Fortsetzung(1) STRABS-Märchen

„Guten Morgen, Herr Herm“, schallte es von der gegenüberliegenden Straßenseite herüber. „Haben Sie Post für uns?“ Schon an der Stimme erkannte er, dass es sich um Michael Gram handelte. „Tatsächlich ist etwas für Sie dabei, Herr Gram, bitte schön!“, antwortete er und übergab ihm das Schreiben, begleitet vom fröhlichen Geplapper der beiden Kinder, die ungeduldig darauf warteten, dass ihr Vater endlich weiterging. „Einen schönen Tag noch“; wünschten sich beide Männer und lächelten sich kurz zu.
Herr Gram warf einen Blick auf den Absender des Briefes und stellte verwundert fest, dass es ein offizielles städtisches Schreiben war. Zunächst wollte er es einstecken, um es zuhause zu öffnen, doch einem plötzlichen Impuls folgend, riss er das Kuvert auf und las. Und was er las, ließ ihm das Blut in den Adern gefrieren. Das, wovor er und seine Frau sich immer wieder gefürchtet hatten, was ihnen oft Anlass gab zu Diskussionen darüber, was im Fall der Fälle passieren sollte und was ihnen so oft schlaflose Nächte beschert hatte, war nun eingetreten. Das darf doch nicht wahr sein!! Wieder und wieder las er die Sätze. Erst allmählich bemerkte er, dass seine beiden Kinder schon lachend vorausgelaufen waren und er setzte sich mechanisch in Bewegung.

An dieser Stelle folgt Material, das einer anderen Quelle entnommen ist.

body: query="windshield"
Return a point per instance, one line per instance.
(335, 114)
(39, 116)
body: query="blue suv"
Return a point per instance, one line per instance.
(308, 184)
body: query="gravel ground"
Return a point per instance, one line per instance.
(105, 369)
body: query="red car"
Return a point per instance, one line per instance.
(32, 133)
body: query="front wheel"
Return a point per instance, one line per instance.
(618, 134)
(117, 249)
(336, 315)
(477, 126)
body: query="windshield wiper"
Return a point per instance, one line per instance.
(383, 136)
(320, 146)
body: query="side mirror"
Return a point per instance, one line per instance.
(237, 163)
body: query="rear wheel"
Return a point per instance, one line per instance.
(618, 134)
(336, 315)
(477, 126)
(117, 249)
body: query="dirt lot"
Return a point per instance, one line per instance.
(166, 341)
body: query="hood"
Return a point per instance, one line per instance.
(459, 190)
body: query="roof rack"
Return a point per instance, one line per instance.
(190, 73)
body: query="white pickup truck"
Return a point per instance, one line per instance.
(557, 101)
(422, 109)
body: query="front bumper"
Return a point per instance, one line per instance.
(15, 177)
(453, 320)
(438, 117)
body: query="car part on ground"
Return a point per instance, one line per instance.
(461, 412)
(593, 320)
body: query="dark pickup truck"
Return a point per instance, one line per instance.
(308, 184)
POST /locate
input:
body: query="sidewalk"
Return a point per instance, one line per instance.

Unterdessen war Herr Herm in Höhe der Hausnummer 12 angekommen. Dort wohnte Frau Sorge, die sympathische Dame, die, so schien es ihm, stets in Eile war, aber dennoch meist ein paar nette Worte für ihn übrig hatte. Den Gedanken hatte er noch nicht zusende gedacht, als die Haustür sich öffnete und Frau Sorge, den Haustürschlüssel in der Hand, herauskam, den Schlüssel ins Schloss steckte, abschloss, die beiden Briefe für sie entgegennahm und in ihre Handtasche tat. „Hallo, Herr Heim, bin spät dran. Bis Montag dann und schönes Wochenende.“ „Ihnen auch, Frau Sorge“, konnte er gerade noch erwidern, bevor sie an ihm vorbei gelaufen war.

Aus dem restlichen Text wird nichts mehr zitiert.